Aging water infrastructures can lead to issues with water quality consistency, supply availability and can cause citizens to conserve while updated systems are being implemented.
Citizens in Rifle, Colo., were called upon to conserve water late Nov. 19 after a crucial part of the city's outdated and aging water infrastructure was deemed out of commission, according to Matt Sturgeon, Rifle city manager.
Sturgeon said after the failure of a main component to the city's water treatment plant, the amount of water the plant treated would have to be reduced while structures were being repaired.
As cities age, so do their water systems. Oftentimes municipalities find that inconsistency in water bills, financial losses from undetected leaks in faulty pipes and backlash from extreme weather are motivation to reevaluate and upgrade water technologies.

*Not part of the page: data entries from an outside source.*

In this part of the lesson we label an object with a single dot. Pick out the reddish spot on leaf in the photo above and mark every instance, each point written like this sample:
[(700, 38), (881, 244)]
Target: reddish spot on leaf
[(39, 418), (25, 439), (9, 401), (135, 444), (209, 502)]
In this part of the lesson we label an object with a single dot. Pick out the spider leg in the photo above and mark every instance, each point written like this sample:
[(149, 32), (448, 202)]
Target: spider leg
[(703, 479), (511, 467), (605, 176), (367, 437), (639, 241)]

Although Sturgeon said water retention tanks have been reassured by the treatment plant supervisor to remain full, the city is still requesting citizens help ease the processes by conserving.

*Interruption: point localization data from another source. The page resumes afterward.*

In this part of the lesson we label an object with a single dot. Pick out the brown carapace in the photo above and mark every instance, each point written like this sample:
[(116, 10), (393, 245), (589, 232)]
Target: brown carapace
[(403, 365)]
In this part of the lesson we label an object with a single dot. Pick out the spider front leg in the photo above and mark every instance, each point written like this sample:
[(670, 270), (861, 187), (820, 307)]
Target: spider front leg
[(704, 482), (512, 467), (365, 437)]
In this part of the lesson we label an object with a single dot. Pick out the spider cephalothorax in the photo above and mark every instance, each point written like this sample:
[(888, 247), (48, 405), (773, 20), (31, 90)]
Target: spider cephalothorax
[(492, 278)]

Officials from the city have said in the past the Graham Mesa treatment plan is old and in need of restoration and technological updates. In addition, concerns have been raised in regards to the ability of the aging plant to serve the projected population growth in upcoming years, making it even more difficult for the plant to meet the increasingly strict federal water quality guidelines.

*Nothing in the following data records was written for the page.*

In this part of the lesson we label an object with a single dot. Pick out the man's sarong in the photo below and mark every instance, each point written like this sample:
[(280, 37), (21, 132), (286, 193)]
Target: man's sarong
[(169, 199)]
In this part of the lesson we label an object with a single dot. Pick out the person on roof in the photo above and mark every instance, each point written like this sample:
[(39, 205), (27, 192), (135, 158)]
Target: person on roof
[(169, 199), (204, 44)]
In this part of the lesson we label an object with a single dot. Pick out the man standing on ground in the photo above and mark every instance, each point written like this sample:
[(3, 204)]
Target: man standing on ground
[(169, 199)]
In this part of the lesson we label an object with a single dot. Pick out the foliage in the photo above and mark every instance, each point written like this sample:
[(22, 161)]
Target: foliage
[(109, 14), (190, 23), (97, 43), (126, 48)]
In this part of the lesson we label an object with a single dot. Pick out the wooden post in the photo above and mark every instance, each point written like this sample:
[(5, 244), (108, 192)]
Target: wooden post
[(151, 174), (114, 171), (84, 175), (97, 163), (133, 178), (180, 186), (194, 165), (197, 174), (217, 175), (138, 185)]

Voters in the city approved a sales tax increase of three-fourths of a cent in an effort to raise funds for the repayment of a $25.5 million low-interest loan from the Colorado Water Resources and Power Development Authority. The money from the organization went toward a fund for the construction of a new plant that is scheduled to begin by the year's end.
Until then, the city has instituted a partial shutdown of the current treatment plant while officials work to implement temporary solutions, according to the Rifle Police Department.